- Conference: Independent
- Record: 9–11
- Head coach: Bob Doak (1st season);
- Captain: Linville "Hip" Martin
- Home arena: The Ark

= 1915–16 Trinity Blue and White men's basketball team =

American college basketball season

The 1915–16 Trinity Blue and White's basketball team represented Trinity College (later renamed Duke University) during the 1915–16 men's college basketball season. The head coach was Bob Doak, coaching his first season with Trinity.
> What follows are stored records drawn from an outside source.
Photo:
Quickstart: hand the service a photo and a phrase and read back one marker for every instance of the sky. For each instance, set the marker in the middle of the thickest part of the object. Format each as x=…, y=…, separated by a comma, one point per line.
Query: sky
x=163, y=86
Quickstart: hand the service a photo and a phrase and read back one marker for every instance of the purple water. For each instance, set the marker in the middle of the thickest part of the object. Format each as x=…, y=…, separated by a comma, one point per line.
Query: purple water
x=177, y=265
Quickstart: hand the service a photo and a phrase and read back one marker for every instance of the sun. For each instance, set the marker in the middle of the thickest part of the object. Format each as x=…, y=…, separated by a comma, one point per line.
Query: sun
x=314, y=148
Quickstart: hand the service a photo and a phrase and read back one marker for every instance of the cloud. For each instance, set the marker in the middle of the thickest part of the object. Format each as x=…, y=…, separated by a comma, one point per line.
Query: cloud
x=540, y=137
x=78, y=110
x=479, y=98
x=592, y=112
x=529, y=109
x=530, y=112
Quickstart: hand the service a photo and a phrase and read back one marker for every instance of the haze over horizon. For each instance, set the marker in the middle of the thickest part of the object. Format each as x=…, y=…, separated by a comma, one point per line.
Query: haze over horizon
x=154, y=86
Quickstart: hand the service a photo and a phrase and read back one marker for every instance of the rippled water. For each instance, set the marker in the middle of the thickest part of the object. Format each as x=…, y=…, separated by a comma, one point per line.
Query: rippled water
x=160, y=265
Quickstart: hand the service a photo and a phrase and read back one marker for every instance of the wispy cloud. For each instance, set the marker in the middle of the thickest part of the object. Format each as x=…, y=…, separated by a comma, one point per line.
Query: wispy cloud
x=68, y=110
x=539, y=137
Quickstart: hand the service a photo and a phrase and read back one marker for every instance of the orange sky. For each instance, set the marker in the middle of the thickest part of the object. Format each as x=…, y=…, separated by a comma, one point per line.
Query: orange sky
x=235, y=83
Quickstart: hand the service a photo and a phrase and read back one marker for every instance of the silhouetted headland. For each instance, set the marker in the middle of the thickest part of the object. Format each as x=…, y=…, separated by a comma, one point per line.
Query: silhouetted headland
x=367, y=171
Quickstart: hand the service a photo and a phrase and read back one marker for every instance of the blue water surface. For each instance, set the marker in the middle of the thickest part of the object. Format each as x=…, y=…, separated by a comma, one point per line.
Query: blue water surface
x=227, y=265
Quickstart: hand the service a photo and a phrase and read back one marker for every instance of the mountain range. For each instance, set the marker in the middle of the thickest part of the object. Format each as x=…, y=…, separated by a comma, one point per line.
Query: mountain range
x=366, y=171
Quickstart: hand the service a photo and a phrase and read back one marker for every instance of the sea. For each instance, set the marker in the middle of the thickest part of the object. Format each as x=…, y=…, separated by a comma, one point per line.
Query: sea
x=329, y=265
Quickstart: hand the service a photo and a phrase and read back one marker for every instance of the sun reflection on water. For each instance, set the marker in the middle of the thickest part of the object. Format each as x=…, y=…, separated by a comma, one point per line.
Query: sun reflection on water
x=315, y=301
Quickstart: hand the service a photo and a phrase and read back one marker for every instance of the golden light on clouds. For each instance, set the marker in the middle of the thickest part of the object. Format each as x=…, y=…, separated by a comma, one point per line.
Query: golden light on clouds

The team finished with an overall record of 9–11.

==Schedule==

| Date time, TV | Opponent | Result | Record | Site city, state |
| 12/10/1915* | Durham YMCA | W 37–25 | 1–0 | The Ark Durham, NC |
| 12/17/1915* | at Davidson | L 23–27 | 1–1 |  |
| 12/18/1915* | at Charlotte YMCA | W 34–30 | 2–1 | Charlotte, NC |
| 12/19/1915* | at Asheville YMCA | L 25–32 | 2–2 | Asheville, NC |
| 12/20/1915* | at Asheville YMCA | W 42–37 | 3–2 | Asheville, NC |
| 12/21/1915* | at Statesville YMCA | L 28–31 | 3–3 |  |
| 1/1/1916* | Wake Forest | L 26–28 | 3–4 |  |
| * | Unknown | T 0–0 | 4–4 |  |
| 1/13/1916* | Statesville | W 45–13 | 5–4 | The Ark Durham, NC |
| 1/20/1916* | Elon | W 37–22 | 6–4 | The Ark Durham, NC |
| 2/8/1916* | at Cardinal A.C. | L 28–45 | 6–5 |  |
| 2/9/1916* | Washington and Lee | L 19–33 | 6–6 |  |
| 2/10/1916* | at VMI | L 20–34 | 6–7 |  |
| 2/11/1916* | at Virginia | L 31–34 | 6–8 | Charlottesville, VA |
| 2/15/1916* | Davidson | W 38–22 | 7–8 | The Ark Durham, NC |
| 2/19/1916* | at Elon | L 19–23 | 7–9 |  |
| 2/23/1916* | at N.C. State | W 31–24 | 8–9 | The Ark Durham, NC |
| 2/25/1916* | at Wake Forest | L 28–40 | 8–10 | Winston-Salem, NC |
| 2/26/1912* | at N.C. State | L 25–27 | 8–11 | Raleigh, NC |
| 2/29/1916* | N.C. State | W 61–28 | 9–11 | The Ark Durham, N.C. |
*Non-conference game. (#) Tournament seedings in parentheses.